Over the past year and a half or so, I've gotten a bad habit. I've started cussing. Now, though I have always uttered the occasional profanity, it has never been as bad as it is now.

It's no coincidence that I started cussing more once the baby was born. Let's face it people, there's more to cuss about when you've got a little one.

But now that Clay is starting to talk, I have GOT to reign it in. Seriously. So, this weekend, I started wearing a rubber band around my wrist. Whenever I caught myself saying a bad word, I popped myself with it.

On Saturday, my wrist was pretty red. Yesterday, less so. I've had a few lapses already today, but I feel like things are looking up.

I'm *hoping* to be mostly profanity-free in a week or so. Thoughts, prayers, and any Christmas miracles you want to send my way would be greatly appreciated.

Comments

Miss Lippy said…
I suggest making up your own word that works instead of swear words. My kids yell, "Shut the front door," when they want to say something much, much worse. Also, they say "David Hasselhoff" with some regularity, and it can sub in for just about any swear word.
See I love profanity. It's like the lousiana hot sauce and garlic of language.
Nicole Bradshaw said…
Miss Lippy - I'm lovin' the "David Hasslehoff" idea! That one's a keeper.
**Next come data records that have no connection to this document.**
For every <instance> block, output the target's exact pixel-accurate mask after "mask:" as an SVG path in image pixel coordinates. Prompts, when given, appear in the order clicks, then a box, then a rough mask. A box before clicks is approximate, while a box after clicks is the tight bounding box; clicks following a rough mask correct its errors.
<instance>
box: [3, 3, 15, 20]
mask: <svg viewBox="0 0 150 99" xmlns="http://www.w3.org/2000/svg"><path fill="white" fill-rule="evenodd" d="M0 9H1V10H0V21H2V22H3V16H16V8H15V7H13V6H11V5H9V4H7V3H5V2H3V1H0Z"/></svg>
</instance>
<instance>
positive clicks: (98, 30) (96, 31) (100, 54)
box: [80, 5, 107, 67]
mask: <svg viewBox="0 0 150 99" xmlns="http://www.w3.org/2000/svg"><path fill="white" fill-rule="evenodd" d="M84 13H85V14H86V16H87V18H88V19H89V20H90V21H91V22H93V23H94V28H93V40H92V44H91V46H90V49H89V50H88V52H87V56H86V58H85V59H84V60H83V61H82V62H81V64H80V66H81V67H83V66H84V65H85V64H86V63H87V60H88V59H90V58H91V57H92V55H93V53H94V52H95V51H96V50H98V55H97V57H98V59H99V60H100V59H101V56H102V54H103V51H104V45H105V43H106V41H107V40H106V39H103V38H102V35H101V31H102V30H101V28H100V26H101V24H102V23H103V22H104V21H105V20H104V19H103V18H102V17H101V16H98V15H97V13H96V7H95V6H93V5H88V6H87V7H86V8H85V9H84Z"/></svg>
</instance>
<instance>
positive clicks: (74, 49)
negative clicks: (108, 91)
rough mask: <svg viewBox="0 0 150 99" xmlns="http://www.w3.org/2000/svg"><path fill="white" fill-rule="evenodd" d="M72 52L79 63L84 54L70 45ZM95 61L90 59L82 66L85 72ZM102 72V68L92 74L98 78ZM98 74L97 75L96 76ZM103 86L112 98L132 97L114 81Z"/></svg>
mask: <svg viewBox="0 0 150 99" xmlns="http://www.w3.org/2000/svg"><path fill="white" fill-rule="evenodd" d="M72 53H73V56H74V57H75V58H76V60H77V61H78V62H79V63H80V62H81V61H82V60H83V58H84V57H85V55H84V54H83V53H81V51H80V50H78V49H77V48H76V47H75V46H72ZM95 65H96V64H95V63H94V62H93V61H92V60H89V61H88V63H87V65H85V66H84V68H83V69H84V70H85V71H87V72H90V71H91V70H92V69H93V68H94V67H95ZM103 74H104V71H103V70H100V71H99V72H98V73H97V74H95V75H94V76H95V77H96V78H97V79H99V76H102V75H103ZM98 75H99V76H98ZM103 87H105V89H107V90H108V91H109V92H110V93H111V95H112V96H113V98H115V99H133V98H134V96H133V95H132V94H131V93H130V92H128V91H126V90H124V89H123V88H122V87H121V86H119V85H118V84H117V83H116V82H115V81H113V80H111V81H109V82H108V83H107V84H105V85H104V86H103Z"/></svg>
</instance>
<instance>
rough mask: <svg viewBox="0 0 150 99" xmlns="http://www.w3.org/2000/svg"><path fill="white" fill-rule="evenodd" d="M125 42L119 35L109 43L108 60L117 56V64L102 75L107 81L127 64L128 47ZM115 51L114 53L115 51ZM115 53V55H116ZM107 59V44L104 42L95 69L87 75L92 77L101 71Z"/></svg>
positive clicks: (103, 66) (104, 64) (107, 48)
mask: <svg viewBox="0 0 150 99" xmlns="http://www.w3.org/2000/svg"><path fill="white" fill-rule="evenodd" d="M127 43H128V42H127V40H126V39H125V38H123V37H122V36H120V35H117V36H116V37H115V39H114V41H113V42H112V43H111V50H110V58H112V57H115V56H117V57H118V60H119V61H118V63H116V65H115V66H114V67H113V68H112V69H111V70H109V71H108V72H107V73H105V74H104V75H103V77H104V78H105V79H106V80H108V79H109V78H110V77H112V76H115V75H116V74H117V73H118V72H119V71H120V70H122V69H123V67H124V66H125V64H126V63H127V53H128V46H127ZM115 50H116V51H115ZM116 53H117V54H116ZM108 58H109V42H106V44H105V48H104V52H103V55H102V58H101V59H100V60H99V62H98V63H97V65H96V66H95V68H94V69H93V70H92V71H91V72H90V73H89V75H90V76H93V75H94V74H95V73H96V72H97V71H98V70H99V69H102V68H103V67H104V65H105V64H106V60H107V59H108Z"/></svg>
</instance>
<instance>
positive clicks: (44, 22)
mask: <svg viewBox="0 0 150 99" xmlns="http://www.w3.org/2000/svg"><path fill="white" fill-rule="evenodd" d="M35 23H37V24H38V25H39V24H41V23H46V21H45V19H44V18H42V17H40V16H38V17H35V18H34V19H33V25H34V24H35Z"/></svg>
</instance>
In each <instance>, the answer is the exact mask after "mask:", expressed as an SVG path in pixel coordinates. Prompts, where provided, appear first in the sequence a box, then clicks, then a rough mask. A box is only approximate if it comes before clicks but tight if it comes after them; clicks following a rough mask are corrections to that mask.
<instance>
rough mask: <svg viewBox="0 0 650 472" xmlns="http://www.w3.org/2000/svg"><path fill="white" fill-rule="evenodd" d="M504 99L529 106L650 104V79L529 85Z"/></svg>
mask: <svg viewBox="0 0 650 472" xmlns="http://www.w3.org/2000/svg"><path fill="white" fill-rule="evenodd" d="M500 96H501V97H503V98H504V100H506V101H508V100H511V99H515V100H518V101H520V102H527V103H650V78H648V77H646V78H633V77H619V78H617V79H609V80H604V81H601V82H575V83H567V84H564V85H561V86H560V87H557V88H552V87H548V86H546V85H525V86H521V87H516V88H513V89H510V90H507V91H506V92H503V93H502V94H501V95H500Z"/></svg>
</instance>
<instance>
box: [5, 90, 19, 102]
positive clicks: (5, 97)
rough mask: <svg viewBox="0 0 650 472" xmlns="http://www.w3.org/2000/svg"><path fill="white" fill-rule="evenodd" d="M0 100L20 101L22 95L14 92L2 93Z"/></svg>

Boyd - While I agree with you in theory, I do not want my child to be the language Paul Prudhomme of his daycare class.
Kayra said…
That's a great idea about the rubber band. I'm with you on the child-profanity link. I have 3 kids, including a set of twins, so you can imagine how much cussing has been incorporated into my language
Sandi said…
Trust me, the first time he repeats a dirty word you say, it will break you for good. I know you don't want it to get to that, but really, that's all it takes.

[sigh]

In the meantime, you could try a trick my old boss used to do. Whenever he'd be tempted, he'd shout, "dirty word!" Everyone would crack up and it would diffuse whatever was going on.
Brogan said…
Your no cussing rule can't apply in pooh halls. Cussing is as much a part of the pool hall culture as chalk and bank shots.